No official day to remember is adequate for something like that. It's too formal. It gets to be just another day on the calendar. No one would know from Memorial Day that Richie M., who was shot through the forehead coming onto Omaha Beach on June 6, 1944, wore different color socks on each foot because he thought it brought him good luck.

No one would remember on Memorial Day that Eddie G. had promised to marry Julie W. the day after he got home from the war, but didn't marry Julie because he never came home from the war. Eddie was shot dead on an un-American desert island, Iwo Jima.

For too many Americans, Memorial Day has become just another day off. There's only so much time any of us can spend remembering those we loved who have died, but the men, boys really, who died in our wars deserve at least a few moments of reflection during which we consider what they did for us.

They died.

We use the phrase "gave their lives," but they didn't give their lives. Their lives were taken from them.

There is more bravery at war than in peace, and it seems wrong that we have so often saved this virtue to use for our least noble activity - war. The goal of war is to cause death to other people.

Because I was in the Army during World War II, I have more to remember on Memorial Day than most of you. I had good friends who were killed.

Charley Wood wrote poetry in high school. He was killed when his Piper Cub was shot down while he was flying as a spotter for the artillery.

Bob O'Connor went down in flames in his B-17.

Obie Slingerland and I were best friends and co-captains of our high school football team. Obie was killed on the deck of the Saratoga when a bomb that hadn?t dropped exploded as he landed.

I won't think of them anymore tomorrow, Memorial Day, than I think of them any other day of my life.

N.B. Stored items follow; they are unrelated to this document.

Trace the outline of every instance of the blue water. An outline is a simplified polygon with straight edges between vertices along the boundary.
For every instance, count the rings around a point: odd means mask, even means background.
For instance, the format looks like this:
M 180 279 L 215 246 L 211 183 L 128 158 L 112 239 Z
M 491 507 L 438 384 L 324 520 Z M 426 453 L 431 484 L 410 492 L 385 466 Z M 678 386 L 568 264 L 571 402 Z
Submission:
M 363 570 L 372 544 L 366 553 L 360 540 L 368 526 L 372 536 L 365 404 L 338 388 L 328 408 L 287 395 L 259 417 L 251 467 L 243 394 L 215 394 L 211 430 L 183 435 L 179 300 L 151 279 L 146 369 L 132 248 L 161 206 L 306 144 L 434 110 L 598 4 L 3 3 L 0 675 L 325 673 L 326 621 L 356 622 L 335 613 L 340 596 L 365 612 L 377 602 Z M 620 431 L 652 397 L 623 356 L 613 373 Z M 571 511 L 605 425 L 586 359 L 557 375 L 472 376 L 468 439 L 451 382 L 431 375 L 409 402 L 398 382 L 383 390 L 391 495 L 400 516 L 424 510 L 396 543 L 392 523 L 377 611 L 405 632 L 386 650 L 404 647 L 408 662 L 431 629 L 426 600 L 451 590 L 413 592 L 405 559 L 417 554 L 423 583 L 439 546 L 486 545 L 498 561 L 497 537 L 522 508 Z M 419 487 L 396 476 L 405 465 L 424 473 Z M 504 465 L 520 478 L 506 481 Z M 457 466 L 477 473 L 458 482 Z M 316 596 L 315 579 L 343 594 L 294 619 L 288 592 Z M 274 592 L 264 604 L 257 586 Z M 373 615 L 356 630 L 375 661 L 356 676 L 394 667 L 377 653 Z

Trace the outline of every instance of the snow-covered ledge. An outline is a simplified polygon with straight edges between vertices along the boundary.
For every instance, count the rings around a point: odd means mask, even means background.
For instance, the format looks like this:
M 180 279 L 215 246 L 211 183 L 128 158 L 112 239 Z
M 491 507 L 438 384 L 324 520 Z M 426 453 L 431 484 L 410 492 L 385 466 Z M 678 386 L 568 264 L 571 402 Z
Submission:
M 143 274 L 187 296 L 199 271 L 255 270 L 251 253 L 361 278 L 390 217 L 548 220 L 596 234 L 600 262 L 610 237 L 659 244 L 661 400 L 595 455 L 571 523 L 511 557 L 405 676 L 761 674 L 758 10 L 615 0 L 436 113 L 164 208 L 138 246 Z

Remembering doesn't do the remembered any good, of course. It's for ourselves, the living. I wish we could dedicate Memorial Day, not to the memory of those who have died at war, but to the idea of saving the lives of the young people who are going to die in the future if we don't find some new way - some new religion maybe - that takes war out of our lives.

That would be a Memorial Day worth celebrating.